November 2, 2021
Truth has not special time of its own.
Its hour is now—always and indeed then most truly when it seems unsuitable to actual circumstances.
I am down with a killer cold so here is another reprint.
Ray’s Daily first published on November 2, 2005
Have you sometimes wished that you could always see things through rose colored glasses? I have occasionally even though it would be a problem if I did. When you get right down to it we are much better off seeing things as they are versus seeing them as we would like them to be. Don’t get me wrong I am not advocating pessimism, I am advocating recognizing both the good and the bad, and when we do that we embrace the good and either ignore or get over the bad.

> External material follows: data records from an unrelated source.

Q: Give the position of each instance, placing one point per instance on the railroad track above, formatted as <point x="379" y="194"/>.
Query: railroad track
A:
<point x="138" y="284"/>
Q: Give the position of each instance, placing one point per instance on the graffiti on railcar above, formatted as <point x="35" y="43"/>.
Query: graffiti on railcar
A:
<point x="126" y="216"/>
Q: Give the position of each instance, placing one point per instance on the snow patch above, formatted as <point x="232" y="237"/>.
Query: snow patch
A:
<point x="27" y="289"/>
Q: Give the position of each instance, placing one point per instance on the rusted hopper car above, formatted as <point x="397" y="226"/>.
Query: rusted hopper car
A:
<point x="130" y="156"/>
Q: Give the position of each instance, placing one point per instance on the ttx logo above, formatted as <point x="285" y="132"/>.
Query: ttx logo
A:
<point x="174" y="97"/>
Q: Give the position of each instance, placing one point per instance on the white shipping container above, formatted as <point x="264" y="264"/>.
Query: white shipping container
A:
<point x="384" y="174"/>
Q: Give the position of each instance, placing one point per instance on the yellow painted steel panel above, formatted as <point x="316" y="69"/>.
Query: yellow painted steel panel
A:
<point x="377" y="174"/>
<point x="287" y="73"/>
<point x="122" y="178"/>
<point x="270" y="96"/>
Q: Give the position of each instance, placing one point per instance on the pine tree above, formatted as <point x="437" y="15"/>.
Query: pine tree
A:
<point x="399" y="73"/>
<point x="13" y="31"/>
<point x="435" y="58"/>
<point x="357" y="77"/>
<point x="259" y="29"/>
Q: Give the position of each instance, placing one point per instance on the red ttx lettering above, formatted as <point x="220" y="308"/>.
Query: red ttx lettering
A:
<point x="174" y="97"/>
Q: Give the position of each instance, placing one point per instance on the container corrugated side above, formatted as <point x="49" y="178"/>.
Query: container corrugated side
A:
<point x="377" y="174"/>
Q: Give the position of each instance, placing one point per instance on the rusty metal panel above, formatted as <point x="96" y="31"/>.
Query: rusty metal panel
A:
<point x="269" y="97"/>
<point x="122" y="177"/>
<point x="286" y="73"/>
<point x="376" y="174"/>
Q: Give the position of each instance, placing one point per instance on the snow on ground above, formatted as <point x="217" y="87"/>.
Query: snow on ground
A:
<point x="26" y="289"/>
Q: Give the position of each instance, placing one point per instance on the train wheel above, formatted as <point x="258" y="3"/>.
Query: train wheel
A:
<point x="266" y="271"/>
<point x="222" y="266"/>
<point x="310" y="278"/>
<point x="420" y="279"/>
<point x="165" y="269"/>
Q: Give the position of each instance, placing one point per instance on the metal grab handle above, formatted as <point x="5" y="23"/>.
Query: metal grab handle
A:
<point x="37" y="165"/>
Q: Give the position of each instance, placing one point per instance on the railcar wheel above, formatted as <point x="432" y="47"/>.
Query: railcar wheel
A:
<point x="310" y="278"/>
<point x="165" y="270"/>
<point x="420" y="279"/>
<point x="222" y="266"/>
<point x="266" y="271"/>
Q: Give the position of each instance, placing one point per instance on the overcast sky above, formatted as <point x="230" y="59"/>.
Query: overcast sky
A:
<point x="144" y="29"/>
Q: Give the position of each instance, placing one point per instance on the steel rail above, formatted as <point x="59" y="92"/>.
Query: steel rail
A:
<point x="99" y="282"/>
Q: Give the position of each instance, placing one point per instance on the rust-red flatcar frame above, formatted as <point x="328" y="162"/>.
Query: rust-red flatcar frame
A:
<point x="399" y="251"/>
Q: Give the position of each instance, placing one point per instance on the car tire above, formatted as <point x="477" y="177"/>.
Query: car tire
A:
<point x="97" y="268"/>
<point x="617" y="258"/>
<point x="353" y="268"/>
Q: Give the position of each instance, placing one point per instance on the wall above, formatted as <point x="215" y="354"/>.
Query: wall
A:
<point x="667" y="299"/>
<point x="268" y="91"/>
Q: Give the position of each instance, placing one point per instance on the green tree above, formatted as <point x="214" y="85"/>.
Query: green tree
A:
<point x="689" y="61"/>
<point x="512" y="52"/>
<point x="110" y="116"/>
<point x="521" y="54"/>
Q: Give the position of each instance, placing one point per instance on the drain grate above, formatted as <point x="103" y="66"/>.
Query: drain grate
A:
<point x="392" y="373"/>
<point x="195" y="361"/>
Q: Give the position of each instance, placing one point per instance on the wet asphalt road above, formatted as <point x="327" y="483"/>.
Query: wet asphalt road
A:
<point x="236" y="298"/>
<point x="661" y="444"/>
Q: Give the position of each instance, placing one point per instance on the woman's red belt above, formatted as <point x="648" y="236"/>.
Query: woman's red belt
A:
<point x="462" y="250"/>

I wish everyone would feel the same way. I wonder sometimes what I am missing when I hear leaders saying that things are going well in Iraq or that the economy is doing well even though we continue to build massive debt. It seems to me that when they speak this way they either are trying to con the public or they don’t realize reality, I don’t know what is worse.
Meanwhile yours and my life goes on. I am sorry that my friend Sara will be leaving Indianapolis for good by the end of the year, but I am happy she is doing so in order to enter the next phase her life including her marriage. Another friend will soon be packing to move back to Iceland and his family. I will always have fond memories of the times we had together and the things he did for me and so many others.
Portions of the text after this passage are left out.